HuggingFace dataset wrappers for SAT-verified training data
Project description
satisfiable-ai
HuggingFace dataset wrappers for SAT-verified training data.
Every training sample passes through a SAT verification gate before entering any pipeline. Only logically consistent samples survive. Built on satisfaction-suffices.
Critical Path
Read This First
| Time | What you get |
|---|---|
| 30 seconds | What this is and why it exists |
| 60 seconds | Why verified training data matters |
| 2 minutes | How to hook in a transformers architecture |
| 10 minutes | Full architecture + curriculum system |
| 15.5 minutes | Training on the four-verdict signal as frontier detection |
⏱ 30 seconds
Models trained on logically inconsistent data learn inconsistent reasoning. This library filters every training sample through a SAT verification gate — the same gate from satisfaction-suffices — before it enters your pipeline. Only verified samples survive by default.
⏱ 60 seconds
Current safety training (RLHF, DPO) adjusts output distribution. It does not verify logical consistency. A model can learn to sound safe while reasoning incorrectly.
Training on SAT-verified data builds a model whose training distribution is structurally consistent. Every sample that reached it passed a proof. The model learns from a population that couldn't contradict itself.
⏱ 2 minutes — Hook into transformers
from satisfiable_ai import VerifiedDataset, default_schedule
# Filter your data to SAT-verified samples only
dataset = VerifiedDataset(
samples=your_data, # list of {"text": "..."} dicts
domain="logic", # "logic" | "code" | "math" | "proof"
strict=True, # True = only VERIFIED; False = exclude CONTRADICTION only
)
# Curriculum scheduling — staggers complexity across training phases
schedule = default_schedule()
# schedule.phases: Foundation → Execution → Domain → Consolidate
# Feed each phase to your HuggingFace Trainer as a separate training stage
for phase in schedule.phases:
trainer.train_dataset = phase.sources
trainer.train()
The four verdict classes are available as labels if you want to train on the full signal:
from satisfiable_ai import verify
result = verify("if A then B. A. therefore B.", domain="logic")
# result.verdict: "VERIFIED" | "CONTRADICTION" | "PARADOX" | "TIMEOUT"

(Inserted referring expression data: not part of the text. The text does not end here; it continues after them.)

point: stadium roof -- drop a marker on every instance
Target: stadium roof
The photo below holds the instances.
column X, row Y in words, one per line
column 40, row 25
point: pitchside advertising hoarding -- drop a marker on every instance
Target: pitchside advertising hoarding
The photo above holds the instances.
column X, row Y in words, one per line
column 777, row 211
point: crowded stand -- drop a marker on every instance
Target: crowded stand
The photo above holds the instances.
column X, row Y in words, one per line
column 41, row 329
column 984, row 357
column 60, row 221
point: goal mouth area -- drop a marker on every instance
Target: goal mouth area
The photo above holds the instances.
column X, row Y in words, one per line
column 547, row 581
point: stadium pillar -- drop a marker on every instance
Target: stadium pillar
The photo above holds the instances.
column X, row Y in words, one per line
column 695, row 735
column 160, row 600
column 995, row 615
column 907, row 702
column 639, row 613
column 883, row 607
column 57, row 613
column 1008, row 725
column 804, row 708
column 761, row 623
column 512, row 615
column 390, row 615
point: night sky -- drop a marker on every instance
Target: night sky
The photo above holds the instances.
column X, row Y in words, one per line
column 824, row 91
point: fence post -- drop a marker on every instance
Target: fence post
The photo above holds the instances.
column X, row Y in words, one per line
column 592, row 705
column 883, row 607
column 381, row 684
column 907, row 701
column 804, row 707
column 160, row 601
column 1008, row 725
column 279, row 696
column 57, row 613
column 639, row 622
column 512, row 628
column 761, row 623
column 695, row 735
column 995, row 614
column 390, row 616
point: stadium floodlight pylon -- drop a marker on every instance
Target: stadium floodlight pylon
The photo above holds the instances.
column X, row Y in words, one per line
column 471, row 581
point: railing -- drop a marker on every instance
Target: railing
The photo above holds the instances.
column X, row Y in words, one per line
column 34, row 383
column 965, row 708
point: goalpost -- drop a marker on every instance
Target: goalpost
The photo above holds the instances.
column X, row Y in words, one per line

# result.sat_ratio: float — fraction of constraint groups that resolved satisfiable
⏱ 10 minutes
Architecture:
satisfiable-ai
├── satisfiable_ai/
│ ├── dataset_builder/
│ │ ├── sources.py — HuggingFace dataset registry
│ │ ├── curriculum.py — phase scheduling (Foundation → Execution → Domain → Consolidate)
│ │ └── runtime.py — VerifiedDataset / StreamingVerifiedDataset (requires torch)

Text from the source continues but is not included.